Smoking Raises Grandkids’ Asthma Risks Long Before They’re Born

A new study finds a link between grandmothers’ smoking and their grandchildren developing asthma and wheezing.

Mothers-to-be, here’s another reason to put down the cigarettes: You’re increasing the risk any future grandchildren will develop asthma, according to research presented this week at the European Respiratory Society International Conference. In fact, maternal grandmothers who smoke could increase their grandchildren’s risk by up to 27 percent, the study argues.

Exactly what causes asthma isn’t entirely clear. It’s less common in rural areas than urban ones, suggesting the “hygiene hypothesis“—basically that our modern emphasis on disinfecting everything has changed the way children’s immune systems develop.

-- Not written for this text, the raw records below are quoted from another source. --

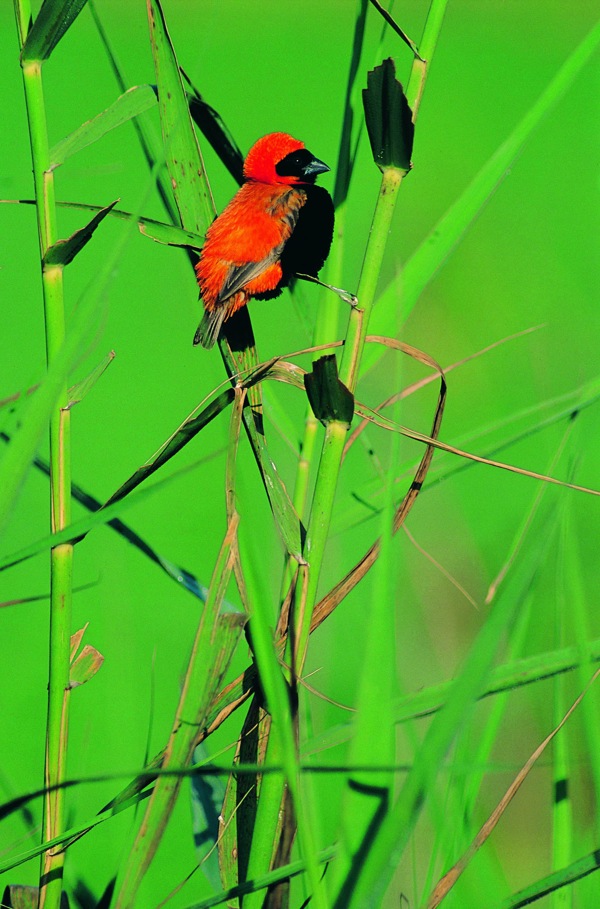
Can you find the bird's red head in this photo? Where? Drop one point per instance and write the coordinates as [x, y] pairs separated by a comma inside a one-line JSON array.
[[279, 158]]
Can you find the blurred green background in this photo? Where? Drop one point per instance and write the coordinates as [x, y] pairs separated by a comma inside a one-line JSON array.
[[529, 260]]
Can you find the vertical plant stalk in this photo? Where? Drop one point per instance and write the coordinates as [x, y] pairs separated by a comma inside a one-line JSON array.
[[335, 433], [61, 557]]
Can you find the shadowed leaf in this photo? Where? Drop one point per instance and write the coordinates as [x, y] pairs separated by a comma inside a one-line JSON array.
[[85, 666], [388, 118], [329, 398], [214, 130], [182, 154], [64, 251], [53, 20]]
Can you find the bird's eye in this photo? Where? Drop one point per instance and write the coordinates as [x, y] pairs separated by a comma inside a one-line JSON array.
[[294, 164]]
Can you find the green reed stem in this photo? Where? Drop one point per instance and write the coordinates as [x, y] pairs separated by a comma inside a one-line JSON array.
[[61, 557]]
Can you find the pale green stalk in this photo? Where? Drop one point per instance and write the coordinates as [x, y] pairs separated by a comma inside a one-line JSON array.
[[61, 559], [335, 432]]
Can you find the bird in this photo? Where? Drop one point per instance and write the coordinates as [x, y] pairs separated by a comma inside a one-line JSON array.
[[278, 224]]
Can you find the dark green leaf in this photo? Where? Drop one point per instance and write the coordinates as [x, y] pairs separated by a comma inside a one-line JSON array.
[[17, 896], [52, 21], [215, 131], [64, 251], [182, 154], [388, 118], [168, 234], [208, 793], [328, 396], [135, 101]]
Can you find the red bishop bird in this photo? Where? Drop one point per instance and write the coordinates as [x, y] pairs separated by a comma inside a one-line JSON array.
[[277, 225]]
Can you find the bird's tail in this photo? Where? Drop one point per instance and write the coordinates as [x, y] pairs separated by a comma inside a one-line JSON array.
[[209, 329]]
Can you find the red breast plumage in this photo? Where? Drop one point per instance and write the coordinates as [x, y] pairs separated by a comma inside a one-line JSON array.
[[278, 224]]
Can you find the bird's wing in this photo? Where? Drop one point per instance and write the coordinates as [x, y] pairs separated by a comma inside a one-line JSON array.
[[239, 276], [284, 208]]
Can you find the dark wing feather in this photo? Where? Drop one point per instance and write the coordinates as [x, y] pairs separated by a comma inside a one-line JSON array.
[[240, 275], [308, 247]]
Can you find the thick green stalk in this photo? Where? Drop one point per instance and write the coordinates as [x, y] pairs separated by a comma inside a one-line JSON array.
[[61, 559], [335, 432]]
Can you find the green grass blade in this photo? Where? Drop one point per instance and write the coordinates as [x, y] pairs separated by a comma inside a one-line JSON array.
[[135, 101], [78, 529], [53, 20], [420, 269], [167, 234], [216, 638], [182, 153], [367, 795], [389, 844], [180, 438], [553, 882], [77, 392], [62, 252]]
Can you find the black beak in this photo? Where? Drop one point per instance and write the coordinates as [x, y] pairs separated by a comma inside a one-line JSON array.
[[315, 167]]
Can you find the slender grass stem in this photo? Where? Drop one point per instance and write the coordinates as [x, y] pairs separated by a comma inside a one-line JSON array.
[[61, 558]]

But researchers have known (perhaps since the 17th century) that asthma runs in families, and twin studies suggest it’s hereditary, though the patterns and mechanism of its inheritance aren’t well understood.

The rough idea is that smoking affects not only a fetus’ genes, but also the reproductive material already under development in a fetus while still in the womb.

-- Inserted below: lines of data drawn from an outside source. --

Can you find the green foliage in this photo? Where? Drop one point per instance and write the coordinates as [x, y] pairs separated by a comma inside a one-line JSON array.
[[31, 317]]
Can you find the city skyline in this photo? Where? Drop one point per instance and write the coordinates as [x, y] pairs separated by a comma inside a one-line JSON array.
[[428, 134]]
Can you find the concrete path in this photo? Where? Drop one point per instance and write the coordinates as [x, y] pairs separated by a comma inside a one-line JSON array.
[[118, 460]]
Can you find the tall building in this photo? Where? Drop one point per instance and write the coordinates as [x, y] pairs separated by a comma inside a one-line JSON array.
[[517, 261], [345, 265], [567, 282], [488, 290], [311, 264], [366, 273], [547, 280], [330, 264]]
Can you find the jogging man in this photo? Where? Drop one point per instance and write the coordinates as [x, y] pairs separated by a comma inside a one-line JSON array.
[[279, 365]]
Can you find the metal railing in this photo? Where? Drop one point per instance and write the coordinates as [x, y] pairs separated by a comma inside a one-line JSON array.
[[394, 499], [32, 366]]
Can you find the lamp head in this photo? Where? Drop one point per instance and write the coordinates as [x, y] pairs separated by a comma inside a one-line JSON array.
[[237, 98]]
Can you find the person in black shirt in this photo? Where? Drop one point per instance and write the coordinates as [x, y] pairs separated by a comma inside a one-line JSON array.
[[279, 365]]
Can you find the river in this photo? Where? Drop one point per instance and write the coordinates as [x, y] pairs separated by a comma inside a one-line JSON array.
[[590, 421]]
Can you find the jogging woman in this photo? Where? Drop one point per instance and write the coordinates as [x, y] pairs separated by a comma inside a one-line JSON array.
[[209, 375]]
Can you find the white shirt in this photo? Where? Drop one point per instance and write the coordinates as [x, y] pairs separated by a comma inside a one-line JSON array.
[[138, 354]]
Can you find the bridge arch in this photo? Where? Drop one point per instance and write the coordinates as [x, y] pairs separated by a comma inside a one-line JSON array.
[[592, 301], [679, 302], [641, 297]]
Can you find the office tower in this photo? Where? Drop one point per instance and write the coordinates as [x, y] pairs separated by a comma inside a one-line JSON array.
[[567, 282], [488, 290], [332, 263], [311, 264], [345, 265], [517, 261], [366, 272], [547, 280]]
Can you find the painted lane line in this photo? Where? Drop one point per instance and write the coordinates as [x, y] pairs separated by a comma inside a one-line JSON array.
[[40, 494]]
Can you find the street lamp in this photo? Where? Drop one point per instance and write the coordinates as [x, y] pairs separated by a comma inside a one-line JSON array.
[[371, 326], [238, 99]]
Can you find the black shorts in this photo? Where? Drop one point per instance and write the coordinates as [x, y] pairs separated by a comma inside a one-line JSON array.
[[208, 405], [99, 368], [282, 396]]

One possibility, a team led by Caroline Lodge, a researcher at the University of Melbourne School of Population and Global Health, posits, is that the inheritance might be epigenetic. Basically, epigenetics refers to the complex chemical interactions that switch genes off and on—for example, the interactions responsible for eye color or the onset of puberty. The idea isn’t new: Despite recent hype, the chemical processes that underlie epigenetics were first linked to cancer in 1983. But recently, epigenetics has gained attention as a way to understand previously confusing genetic effects, including asthma. Back in 2012, researchers discovered that when they exposed rats to cigarette smoke during pregnancy, both their children and their grandchildren were more likely to develop asthma. The rough idea is that smoking affects not only a fetus’ genes, but also the reproductive material—the eggs, that is—already under development in a fetus while still in the womb.

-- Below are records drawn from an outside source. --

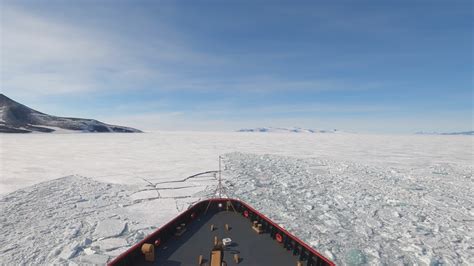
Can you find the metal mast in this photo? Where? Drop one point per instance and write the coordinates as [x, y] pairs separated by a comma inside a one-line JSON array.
[[219, 185]]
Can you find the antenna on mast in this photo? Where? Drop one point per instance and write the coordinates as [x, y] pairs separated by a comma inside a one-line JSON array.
[[219, 186]]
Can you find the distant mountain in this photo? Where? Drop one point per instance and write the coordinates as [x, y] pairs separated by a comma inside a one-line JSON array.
[[18, 118], [466, 133], [285, 130]]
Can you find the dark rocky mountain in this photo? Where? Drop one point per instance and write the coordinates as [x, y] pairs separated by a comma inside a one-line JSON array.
[[18, 118]]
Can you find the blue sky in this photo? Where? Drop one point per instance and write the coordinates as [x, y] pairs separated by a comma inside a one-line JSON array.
[[366, 66]]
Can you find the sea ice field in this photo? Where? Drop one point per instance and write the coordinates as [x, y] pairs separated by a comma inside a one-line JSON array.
[[356, 198]]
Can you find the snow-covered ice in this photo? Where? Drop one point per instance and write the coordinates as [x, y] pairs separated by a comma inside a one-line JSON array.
[[85, 198]]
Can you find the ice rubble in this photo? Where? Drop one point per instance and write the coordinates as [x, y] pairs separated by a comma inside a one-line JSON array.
[[352, 213], [357, 214]]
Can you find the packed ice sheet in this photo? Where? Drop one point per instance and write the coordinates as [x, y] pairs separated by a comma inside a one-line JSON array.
[[356, 198], [76, 220]]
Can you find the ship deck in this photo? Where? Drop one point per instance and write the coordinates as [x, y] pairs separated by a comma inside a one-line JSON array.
[[198, 239]]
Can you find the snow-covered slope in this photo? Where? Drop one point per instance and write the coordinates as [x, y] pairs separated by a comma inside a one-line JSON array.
[[18, 118], [373, 198], [285, 130]]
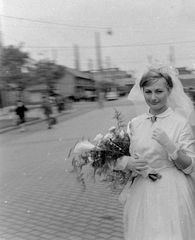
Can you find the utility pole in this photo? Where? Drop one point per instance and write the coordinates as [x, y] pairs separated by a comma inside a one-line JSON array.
[[77, 57], [98, 51], [2, 83]]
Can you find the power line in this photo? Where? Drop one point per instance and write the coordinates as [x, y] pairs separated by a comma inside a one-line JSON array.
[[50, 22], [84, 26], [114, 46]]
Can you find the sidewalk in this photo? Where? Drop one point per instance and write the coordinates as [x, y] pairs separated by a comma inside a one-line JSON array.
[[41, 200]]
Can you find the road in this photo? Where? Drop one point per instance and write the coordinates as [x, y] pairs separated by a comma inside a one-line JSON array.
[[40, 198]]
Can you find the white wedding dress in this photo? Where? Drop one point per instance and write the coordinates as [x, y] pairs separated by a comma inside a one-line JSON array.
[[164, 209]]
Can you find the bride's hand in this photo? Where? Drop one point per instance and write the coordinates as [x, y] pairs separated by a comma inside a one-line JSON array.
[[140, 164]]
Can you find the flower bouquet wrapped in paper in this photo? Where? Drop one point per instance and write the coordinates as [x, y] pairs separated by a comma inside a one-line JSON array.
[[103, 157]]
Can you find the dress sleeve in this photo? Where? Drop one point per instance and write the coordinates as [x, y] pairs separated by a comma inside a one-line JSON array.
[[186, 140], [187, 145]]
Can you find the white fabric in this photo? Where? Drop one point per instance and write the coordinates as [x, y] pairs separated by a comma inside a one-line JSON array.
[[177, 100], [164, 209]]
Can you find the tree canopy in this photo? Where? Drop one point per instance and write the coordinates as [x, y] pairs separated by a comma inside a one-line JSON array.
[[19, 69]]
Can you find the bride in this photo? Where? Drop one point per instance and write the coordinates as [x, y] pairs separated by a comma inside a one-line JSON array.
[[161, 139]]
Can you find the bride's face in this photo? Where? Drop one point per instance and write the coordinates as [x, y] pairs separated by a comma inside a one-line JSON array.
[[156, 96]]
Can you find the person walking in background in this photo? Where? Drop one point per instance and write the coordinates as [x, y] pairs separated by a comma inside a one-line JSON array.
[[100, 96], [20, 111], [161, 139], [47, 108]]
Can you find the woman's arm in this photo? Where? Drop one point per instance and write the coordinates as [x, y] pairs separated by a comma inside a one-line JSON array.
[[183, 162]]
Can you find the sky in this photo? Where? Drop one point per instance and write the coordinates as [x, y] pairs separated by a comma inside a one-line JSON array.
[[131, 32]]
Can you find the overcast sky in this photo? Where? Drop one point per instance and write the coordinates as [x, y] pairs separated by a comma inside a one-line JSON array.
[[141, 29]]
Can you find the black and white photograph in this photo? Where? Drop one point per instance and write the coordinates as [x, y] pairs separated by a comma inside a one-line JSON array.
[[97, 120]]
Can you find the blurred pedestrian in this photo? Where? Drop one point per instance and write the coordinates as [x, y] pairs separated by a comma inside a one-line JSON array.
[[20, 110], [47, 108], [101, 98]]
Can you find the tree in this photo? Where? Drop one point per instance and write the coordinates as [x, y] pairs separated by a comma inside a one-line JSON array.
[[14, 64]]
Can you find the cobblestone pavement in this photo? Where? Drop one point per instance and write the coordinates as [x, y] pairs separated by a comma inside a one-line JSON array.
[[40, 199]]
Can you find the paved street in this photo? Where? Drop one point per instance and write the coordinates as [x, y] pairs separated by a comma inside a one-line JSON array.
[[40, 198]]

Lodge and her team’s question, then, was whether the same could happen in people. Fortunately, they had a good source of data: the Swedish Registries, a vast collection of Swedes’ health information maintained by the Swedish government. The researchers focused on data covering 44,583 women who gave birth to a child between 1982 and 1986; 46,197 of their daughters who had children of their own; and 66,271 of those kids. The Registries also included whether children had been treated for asthma—specifically, whether they’d purchased asthma medications—and how much their grandmothers and mothers smoked.

Analyzing the data, Lodge and her colleagues found that young children whose grandmothers smoked—and whose mothers didn’t—were between 13 and 27 percent more likely to develop asthma and wheezing, compared to children whose grandmothers and mothers didn’t smoke. (The exact number depended on the kids’ age.) Interestingly, grandmaternal smoking was linked to persistent asthma and not transient asthma, a milder form that doesn’t require long-term treatment. Mothers’ smoking, in contrast, was more likely to lead to transient asthma, but had no effect on persistent asthma.

In addition to furthering medical researchers’ understanding of asthma and other heritable diseases, the results may help explain why asthma incidence is on the rise, the authors argue.